Отправились в лес на рассвете. Егеря протоптывали тропинку, негромко переговаривались. Княжна Елена в высоких тёплых валенках шла след в след за великим князем. Тот иногда обернётся, встретится с ней глазами, молча улыбнётся.
Третье лето, как поселилась княжна Елена в кремлёвских хоромах. Бояре пошушукались, позлословили и языки прикусили. Упаси Бог, прознает государь!
А Василию нет стыда, любит молодую княжну. Что дите малое, капризное тешит. Вот и нынче на охоту привёз.
Соломония единожды, ещё в первый год, за честь свою попыталась вступиться. Всего только и сказала, надобно отослать Елену к Михаиле Глинскому.
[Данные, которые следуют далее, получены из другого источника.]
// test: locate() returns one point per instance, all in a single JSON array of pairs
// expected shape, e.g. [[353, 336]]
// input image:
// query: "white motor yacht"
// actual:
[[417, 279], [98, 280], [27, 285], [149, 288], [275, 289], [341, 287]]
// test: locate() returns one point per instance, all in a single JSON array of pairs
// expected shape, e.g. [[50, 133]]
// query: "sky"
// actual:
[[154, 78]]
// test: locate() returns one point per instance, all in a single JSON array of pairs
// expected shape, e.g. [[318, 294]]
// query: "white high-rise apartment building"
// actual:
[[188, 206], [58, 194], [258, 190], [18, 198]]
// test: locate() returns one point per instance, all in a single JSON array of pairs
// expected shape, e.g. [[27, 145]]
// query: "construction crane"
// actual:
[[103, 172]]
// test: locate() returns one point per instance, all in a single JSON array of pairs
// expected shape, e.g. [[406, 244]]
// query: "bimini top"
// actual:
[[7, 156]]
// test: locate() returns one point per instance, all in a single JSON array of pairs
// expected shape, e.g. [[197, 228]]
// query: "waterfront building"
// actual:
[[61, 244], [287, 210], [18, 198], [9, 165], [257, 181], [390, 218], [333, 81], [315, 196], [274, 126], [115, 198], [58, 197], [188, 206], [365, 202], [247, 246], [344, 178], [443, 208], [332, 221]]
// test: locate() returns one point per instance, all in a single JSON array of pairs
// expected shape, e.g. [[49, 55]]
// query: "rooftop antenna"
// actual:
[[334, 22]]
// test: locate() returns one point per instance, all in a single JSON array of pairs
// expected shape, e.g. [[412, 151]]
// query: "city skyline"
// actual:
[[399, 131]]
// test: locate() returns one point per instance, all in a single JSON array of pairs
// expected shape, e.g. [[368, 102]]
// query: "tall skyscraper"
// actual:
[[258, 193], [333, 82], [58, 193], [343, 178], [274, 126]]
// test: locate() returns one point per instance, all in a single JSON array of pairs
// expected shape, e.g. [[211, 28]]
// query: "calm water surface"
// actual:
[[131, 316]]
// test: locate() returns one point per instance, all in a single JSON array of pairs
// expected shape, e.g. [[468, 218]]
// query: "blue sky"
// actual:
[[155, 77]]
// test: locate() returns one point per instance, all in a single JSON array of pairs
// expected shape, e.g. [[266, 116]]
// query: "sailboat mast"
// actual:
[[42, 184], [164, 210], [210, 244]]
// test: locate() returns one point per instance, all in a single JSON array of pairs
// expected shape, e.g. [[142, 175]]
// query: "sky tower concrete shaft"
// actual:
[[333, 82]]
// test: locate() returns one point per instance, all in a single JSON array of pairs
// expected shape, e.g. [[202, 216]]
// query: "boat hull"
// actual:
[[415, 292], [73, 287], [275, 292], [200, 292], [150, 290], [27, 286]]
Благо, дал ему государь вотчины на Москве…
Тихо в лесу. Спит всё. Деревья в снеговых шапках застыли, не шелохнутся. Ветви, что мучным налётом, инеем повиты. Хрустнет ли ветка под ногой, вспорхнёт ли испуганная птица, далеко слышно.
Не выходя на поляну, егеря остановились. Старший над ними, княжий любимец Тимоша, шепнул:
- Там, государь, вона за теми кустами рябины тетерева токуют.
Подкрались с заветренной стороны. Не чуя опасности, большие птицы дремали на дереве, лишь царственно важный белый петух ходил по поляне, клевал ягоды.
- О, свят Бог, какой красавец, - восхищённо выдохнула Елена.
- Стадо своё бережёт, - тихо рассмеялся Василий и поднял лук.
Одна за другой засвистели стрелы, и, нарушив тишину, ломая ветки, тяжело падали на снег испуганные тетерева.
Вскорости подоспел дворецкий с челядью, раскатали ковёр, еду из корзин достали, костёр разожгли, тетеревов ощипали, на вертела насадили.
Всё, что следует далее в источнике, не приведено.